Para sobreviver, a democracia precisa ser capaz de garantir o bem-estar econômico. Em meu livro, digo que existem dois aspectos em toda democracia bem-sucedida: resultado e respeito. A democracia precisa resolver os problemas das pessoas e dar-lhes voz. A dificuldade é que esses aspectos estão indo em direções opostas. Ações globais, ou pelo menos internacionais, são cada vez mais necessárias para resolver nossos problemas, e, ao mesmo tempo, as reivindicações estão se tornando mais locais ou pelo menos nacionais, frequentemente nacionalistas. Acho que esses dois lados da democracia simplesmente não encaixam mais. O maior perigo é dizer que qualquer coisa que fique aquém do ideal —resultados máximos mais o respeito máximo — é um fracasso. Líderes populistas se alimentam de expectativas irrealistas porque sempre são capazes de dizer que o sistema não está atingindo seus objetivos. Precisamos de mais realismo. A democracia não pode fazer tudo. Às vezes, temos de escolher entre respeito e resultado quando não é possível ter os dois.
7. Como o senhor avalia a turbulência política no Brasil, com a possibilidade de vitória do candidato Jair Bolsonaro?
No final de meu livro, afirmo que o Brasil pode ser um dos países onde a democracia corre o risco de um fracasso mais convencional: a quebra da confiança popular e a intervenção de forças não democráticas. Espero que isso não aconteça! Mas é importante dizer que a história da democracia não será a mesma em toda parte. A sobrevivência da democracia depende de as instituições democráticas estarem bem estabelecidas. Na Europa, há um risco maior de paralisia, enquanto no Brasil talvez haja um risco de colapso da democracia. Existem semelhanças entre as crises democráticas por todo o mundo. Mas situações distintas, como as de Estados Unidos, Hungria, Brasil, Japão, Índia e Turquia — diferentes em termos de economia, demografia, história, cultura etc. —, significam que essas crises apontam para direções diferentes. A crença de que a próxima eleição é a mais importante e que resolverá todas as dificuldades é uma ilusão. A democracia já está em apuros quando nutrimos a esperança de que a próxima eleição vai resolver nossos problemas.

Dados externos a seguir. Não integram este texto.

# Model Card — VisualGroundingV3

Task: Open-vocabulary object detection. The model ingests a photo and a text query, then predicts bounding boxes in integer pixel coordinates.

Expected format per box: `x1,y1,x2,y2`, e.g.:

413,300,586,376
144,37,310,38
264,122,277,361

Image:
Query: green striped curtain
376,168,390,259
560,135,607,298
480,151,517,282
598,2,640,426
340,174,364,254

8. Num artigo recentemente publicado no jornal britânico The Guardian, o senhor fez uma defesa da política como instância de decisão democrática. Como convencer os eleitores desse argumento num cenário de forte descrédito nas instituições políticas?
9. O professor nipo-americano Francis Fukuyama, de Stanford, escreveu sobre o “fim da história” e foi muito criticado. O senhor escreveu sobre o “fim da história do Estado moderno”. Não teme ser alvo das mesmas críticas?
O fim do Estado moderno não é o fim da história, porque o Estado moderno é um fenômeno histórico. É uma loucura acreditar que ele nunca poderá ser substituído. Precisamos pensar sobre o que vem depois. Passamos muito tempo insistindo que certas coisas são atemporais, mas nada na política dura para sempre. Pensar no fim da democracia é estar aberto a pensar imaginativamente. Afinal, o futuro é, por definição, mais aberto que o passado. Um erro que cometemos é perder tempo definindo a democracia com parâmetros do passado — especialmente os que se referem aos dias de glória do final do século XX. Então, não, eu não tenho medo do mesmo tipo de crítica. Estou tentando encorajar as pessoas a pensar sobre o futuro e acreditar que a maneira como vivemos hoje não é algo definitivo. Nós não somos especiais, e a democracia não é especial — é apenas o melhor que temos atualmente.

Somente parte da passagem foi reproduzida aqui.